2.3. Surgical Procedure of LPG with gastric tube reconstruction: conventional method.
As for all cases in LPG with conventional method, direct anastomosis between the esophagus and gastric tube by a circular stapler was performed. After the upper part of the stomach was fully mobilized, the abdominal esophagus was transected. The stomach was cut between the points of the distal three fourths of the lesser curvature and a half of the greater curvature, and a long gastric tube measuring 15 cm in length and 4 cm in width was made. The lower esophagus is anastomosed to the posterior wall of the gastric tube with a circular stapler inserted through a small opening made on the anterior wall of the stomach. Direct anastomosis between the esophagus and gastric tube was completed.
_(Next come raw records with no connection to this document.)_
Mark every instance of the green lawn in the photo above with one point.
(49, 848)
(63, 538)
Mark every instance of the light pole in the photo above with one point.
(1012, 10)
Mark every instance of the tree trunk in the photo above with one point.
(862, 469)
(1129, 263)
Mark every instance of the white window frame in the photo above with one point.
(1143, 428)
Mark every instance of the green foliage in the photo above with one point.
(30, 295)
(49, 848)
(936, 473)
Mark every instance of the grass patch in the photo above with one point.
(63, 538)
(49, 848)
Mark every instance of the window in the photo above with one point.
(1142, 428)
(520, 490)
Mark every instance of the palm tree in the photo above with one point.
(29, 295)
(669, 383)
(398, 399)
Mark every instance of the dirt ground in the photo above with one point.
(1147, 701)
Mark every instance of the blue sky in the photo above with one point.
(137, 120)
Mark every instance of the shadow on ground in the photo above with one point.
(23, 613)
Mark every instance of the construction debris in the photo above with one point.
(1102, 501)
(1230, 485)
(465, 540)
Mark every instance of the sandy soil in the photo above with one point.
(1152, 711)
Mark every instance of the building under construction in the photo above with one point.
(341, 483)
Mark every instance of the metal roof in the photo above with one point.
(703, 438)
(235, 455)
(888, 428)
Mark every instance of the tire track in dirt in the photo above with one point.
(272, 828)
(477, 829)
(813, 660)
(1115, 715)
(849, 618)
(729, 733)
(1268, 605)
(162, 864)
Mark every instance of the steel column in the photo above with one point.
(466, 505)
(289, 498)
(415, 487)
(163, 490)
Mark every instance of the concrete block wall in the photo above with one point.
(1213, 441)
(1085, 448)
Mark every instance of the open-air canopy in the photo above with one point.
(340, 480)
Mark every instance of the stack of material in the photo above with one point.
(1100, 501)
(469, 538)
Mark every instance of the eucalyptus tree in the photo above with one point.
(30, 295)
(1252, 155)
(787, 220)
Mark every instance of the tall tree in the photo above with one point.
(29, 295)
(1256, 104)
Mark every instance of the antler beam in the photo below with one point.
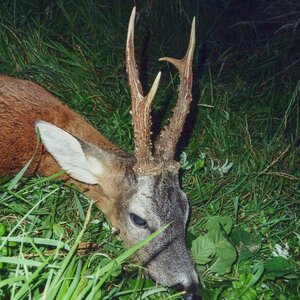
(165, 145)
(140, 105)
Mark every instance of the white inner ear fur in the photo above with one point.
(68, 153)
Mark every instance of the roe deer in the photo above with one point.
(138, 193)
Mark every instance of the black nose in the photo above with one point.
(191, 296)
(192, 292)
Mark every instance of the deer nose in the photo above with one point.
(191, 291)
(191, 296)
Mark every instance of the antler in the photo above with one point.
(166, 143)
(140, 106)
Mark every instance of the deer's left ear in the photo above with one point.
(81, 160)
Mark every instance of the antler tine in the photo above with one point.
(140, 105)
(166, 143)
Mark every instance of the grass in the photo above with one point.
(246, 112)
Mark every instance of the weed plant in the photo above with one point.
(239, 153)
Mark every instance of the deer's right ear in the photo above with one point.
(81, 160)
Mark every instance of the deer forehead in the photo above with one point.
(160, 197)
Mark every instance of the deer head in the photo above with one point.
(141, 193)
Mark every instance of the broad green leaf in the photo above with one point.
(278, 267)
(2, 229)
(58, 231)
(214, 223)
(203, 250)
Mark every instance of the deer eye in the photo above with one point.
(138, 221)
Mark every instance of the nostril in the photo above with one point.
(178, 287)
(191, 296)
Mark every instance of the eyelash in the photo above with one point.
(138, 221)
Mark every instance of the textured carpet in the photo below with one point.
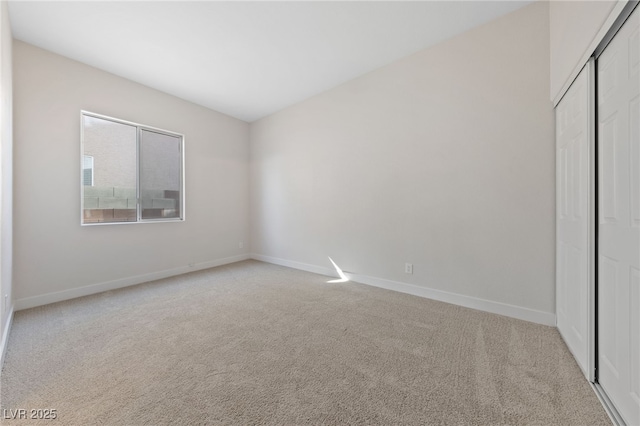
(253, 343)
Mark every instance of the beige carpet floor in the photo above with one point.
(254, 343)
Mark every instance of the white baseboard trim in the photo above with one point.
(519, 312)
(5, 338)
(59, 296)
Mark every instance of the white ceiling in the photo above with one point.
(245, 59)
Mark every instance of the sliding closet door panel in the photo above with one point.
(619, 222)
(574, 156)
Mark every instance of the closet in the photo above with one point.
(598, 219)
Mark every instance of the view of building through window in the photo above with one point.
(130, 172)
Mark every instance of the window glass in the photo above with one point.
(130, 172)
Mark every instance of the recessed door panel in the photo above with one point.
(574, 154)
(618, 230)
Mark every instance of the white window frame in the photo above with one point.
(139, 129)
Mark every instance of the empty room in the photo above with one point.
(320, 212)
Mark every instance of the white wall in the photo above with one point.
(573, 27)
(56, 258)
(444, 159)
(6, 175)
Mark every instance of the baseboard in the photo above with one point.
(59, 296)
(5, 338)
(519, 312)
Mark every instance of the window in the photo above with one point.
(130, 172)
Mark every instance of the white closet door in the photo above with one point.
(619, 220)
(574, 171)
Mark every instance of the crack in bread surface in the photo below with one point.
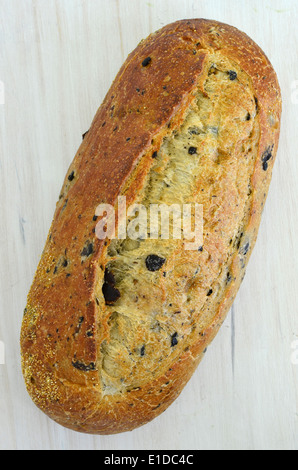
(158, 313)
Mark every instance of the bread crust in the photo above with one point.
(59, 337)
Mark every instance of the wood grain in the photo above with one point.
(58, 59)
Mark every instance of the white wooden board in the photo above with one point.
(58, 59)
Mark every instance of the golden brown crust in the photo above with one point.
(59, 338)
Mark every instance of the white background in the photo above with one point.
(58, 59)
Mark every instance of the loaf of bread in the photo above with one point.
(114, 328)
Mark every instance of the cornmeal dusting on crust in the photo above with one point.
(113, 332)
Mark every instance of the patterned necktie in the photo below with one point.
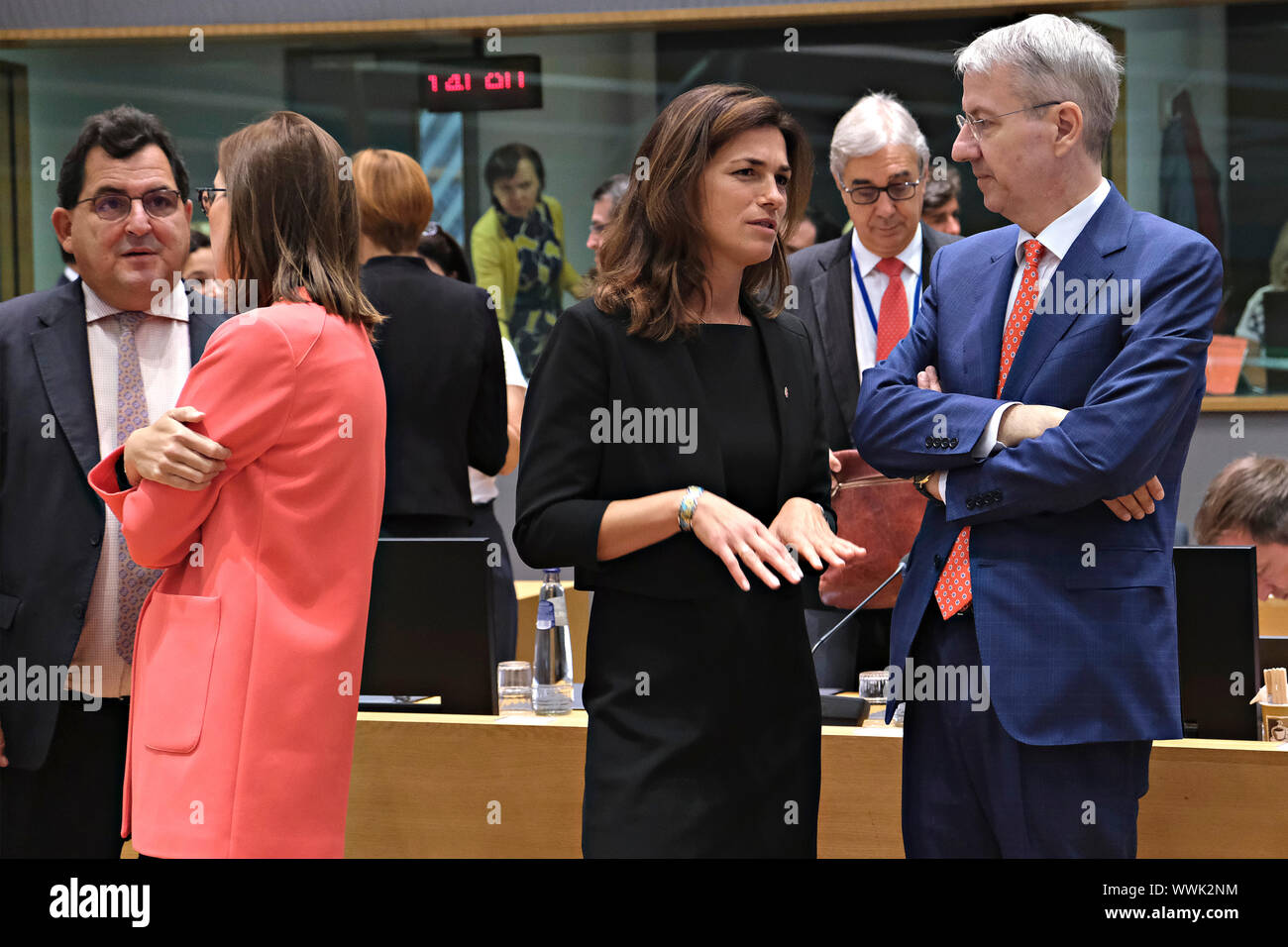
(132, 414)
(893, 321)
(952, 590)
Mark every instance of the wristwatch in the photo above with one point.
(919, 482)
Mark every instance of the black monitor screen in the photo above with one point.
(1216, 620)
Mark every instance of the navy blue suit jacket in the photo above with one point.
(1077, 652)
(51, 521)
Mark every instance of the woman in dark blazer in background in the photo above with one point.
(439, 352)
(703, 735)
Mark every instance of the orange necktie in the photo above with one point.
(893, 318)
(952, 590)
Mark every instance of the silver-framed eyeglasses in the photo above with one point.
(115, 205)
(979, 125)
(871, 193)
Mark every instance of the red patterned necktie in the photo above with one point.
(893, 320)
(952, 590)
(132, 412)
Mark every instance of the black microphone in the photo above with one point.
(902, 567)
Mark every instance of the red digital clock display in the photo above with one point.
(511, 81)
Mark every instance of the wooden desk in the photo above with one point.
(471, 787)
(1273, 618)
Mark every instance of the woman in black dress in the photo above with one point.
(671, 418)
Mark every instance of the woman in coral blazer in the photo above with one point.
(249, 648)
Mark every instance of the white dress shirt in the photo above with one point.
(875, 282)
(165, 357)
(482, 487)
(1056, 239)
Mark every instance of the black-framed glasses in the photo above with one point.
(979, 125)
(114, 205)
(206, 196)
(871, 193)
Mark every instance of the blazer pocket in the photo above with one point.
(1122, 569)
(179, 643)
(8, 608)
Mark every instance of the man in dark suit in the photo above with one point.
(858, 295)
(1044, 402)
(81, 365)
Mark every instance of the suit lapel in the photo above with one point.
(62, 356)
(927, 250)
(671, 360)
(774, 348)
(1083, 263)
(836, 328)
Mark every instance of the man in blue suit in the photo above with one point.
(1044, 402)
(80, 367)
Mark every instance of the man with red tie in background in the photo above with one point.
(858, 295)
(1044, 403)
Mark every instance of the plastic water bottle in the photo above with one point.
(552, 660)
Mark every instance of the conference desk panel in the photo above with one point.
(454, 787)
2.4. Evaluation of short- and long-term outcomes. Short- and long-term outcomes of 30 patients who underwent LPG with novel method were compared with those of 9 patients who underwent LPG with conventional method. We examined the following clinicopathological characteristics of all patients undergoing LPG, such as age, sex, body mass index (BMI), clinicopathological findings including tumor size, clinical TNM factors, pathological TNM factors. Surgical findings, such as operation time and blood loss, were also examined. We also examined the following data to evaluate the short- and long-term outcomes, such as postoperative mortality, start of diet food, postoperative hospital stay, postoperative complications defined as any condition requiring conservative or surgical treatment occurring within 30 days after the operation, including anastomotic leakage, anastomotic stenosis, pancreatic fistula, stasis, and postoperative general complications including respiratory, cardiovascular, and renal disorders, and enterocolitis. Postoperative complications were classified according to the Clavien-Dindo (CD) classification [18]. Patients were routinely followed-up by clinical visits every 6 months for 5 years at least. They consisted of a clinical examination, blood tests, thoraco-abdominal CT examination. Followed-up endoscopy was routinely performed at 1 year after operation to evaluate reflux esophagitis, classified according to the Los Angeles classification [19].
2.5. Statistical analysis. Quantitative data are given as the median and range. Differences between the two groups were assessed by the chi-square test, Fisher’s exact test, or Mann-Whitney U test as appropriate. A P-value < .05 was considered statistically significant. These analyses were carried out using SPSS ver. 24 (SPSS Inc., Chicago, IL, USA).